On Monday’s edition of Daily Faceoff Live, Frank Seravalli chatted with ESPN’s Ryan S. Clark about how important their depth has been this post-season:
Seravalli: Ryan you’ve been at all the Seattle home games so far in the playoffs, you’ve watched this team up close and personal, and you’ve seen them save their season yet again. Over the weekend they forced a Game 7 against the Dallas Stars. Every time I have thought the Stars or the Avalanche were in a great position to win their series with Seattle, the Kraken stay right there in their way. Now, they have another opportunity to win Game 7. What do you like about the Seattle Kraken and how they have adjusted to the different pace that the Stars have from Colorado?Clark: It has been just how layered and multi-functional they are. We’ve talked so much this postseason about teams that not only have depth, but have depth that can adapt to different situations. Think about what the Kraken did in Game 6, that’s a really strong example. In Games 4 and 5, that was a team that really struggled to get to the low slot and those high danger areas. The result was they were held below their 5-on-5 averages in shots, scoring chances, high-danger scoring chances.You look at Game 6, from the minute the game started they were aggressive and got to the front of the net and the low slot. What you saw was all of their goals except for Tye Kartye’s 31-foot wrister were from close distance. They were able to get to that part of the ice which they were desperate to and couldn’t in Games 4 and 5.How they did it has really been the mantra and the narrative of this team throughout the season: it’s not just one player, or two, or three, it’s literally their whole lineup, whether it’s the top-six or the bottom-six. All six of their defensemen are capable of scoring and making the sort of plays that lead to scoring chances at the other end.

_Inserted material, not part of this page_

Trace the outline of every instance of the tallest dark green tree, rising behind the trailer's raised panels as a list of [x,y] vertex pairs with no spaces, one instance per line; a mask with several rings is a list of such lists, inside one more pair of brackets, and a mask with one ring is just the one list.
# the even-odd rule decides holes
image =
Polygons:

Flames pursue Pridham for GM
The Calgary Flames are reportedly pursuing Toronto Maple Leafs assistant GM Brandon Pridham as an open for their vacant general manager position.
The news was first reported by Daily Faceoff’s Frank Seravalli Monday morning.

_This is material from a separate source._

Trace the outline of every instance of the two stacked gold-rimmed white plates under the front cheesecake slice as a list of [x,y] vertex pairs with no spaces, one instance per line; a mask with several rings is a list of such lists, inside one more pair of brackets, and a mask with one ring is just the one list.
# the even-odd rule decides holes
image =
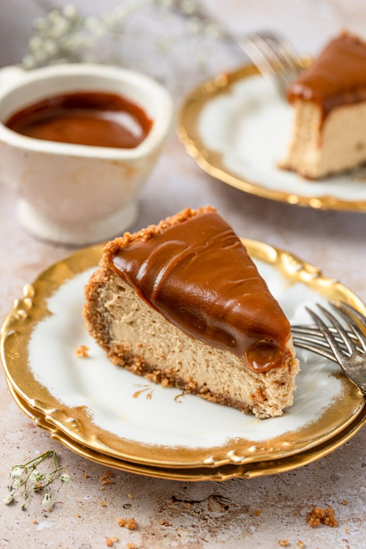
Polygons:
[[[351,290],[282,250],[243,240],[291,323],[305,305],[341,299],[362,313]],[[102,245],[66,257],[24,288],[2,326],[1,354],[16,404],[70,450],[108,467],[176,480],[252,478],[311,463],[366,422],[365,399],[340,368],[298,351],[294,405],[257,419],[228,406],[138,377],[113,365],[88,334],[83,288]],[[88,356],[77,356],[80,345]]]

Here’s some of what FlamesNation’s Mike Gould wrote about Pridham:
Pridham, 49, has been with the Maple Leafs since 2014. He joined the club as an assistant to the general manager before being promoted to his current assistant general manager position under Kyle Dubas in 2018.Before joining the Maple Leafs, Pridham spent 15 years working for the National Hockey League in both the Central Scouting and Central Registry departments.Among Pridham’s extensive duties during his tenure at the NHL head office included serving as the contact person for NHL general managers and other executives on issues involving the the Collective Bargaining Agreement, salary cap, and NHL Central Scouting.Pridham has taken active roles in negotiating contracts, managing the salary cap, and navigating the CBA during his time with the Maple Leafs — not exactly an enviable task, given the hurdles over which the team has had to jump to keep its expensive core together.In his press conference following Treliving’s departure last month, Flames president of hockey operations and interim general manager Don Maloney — heading the search for the new GM — said the club is looking for “somebody younger, progressive, [and] inventive” to take over in Calgary.This year, the Maple Leafs advanced to the second round of the Stanley Cup Playoffs for the first time since 2004, although they subsequently fell to the Florida Panthers in five games.Much has been made about Dubas’ lack of a contract beyond this season, but less is known about Pridham’s status. Nevertheless, it appears he’s one of the top targets on the Flames’ list.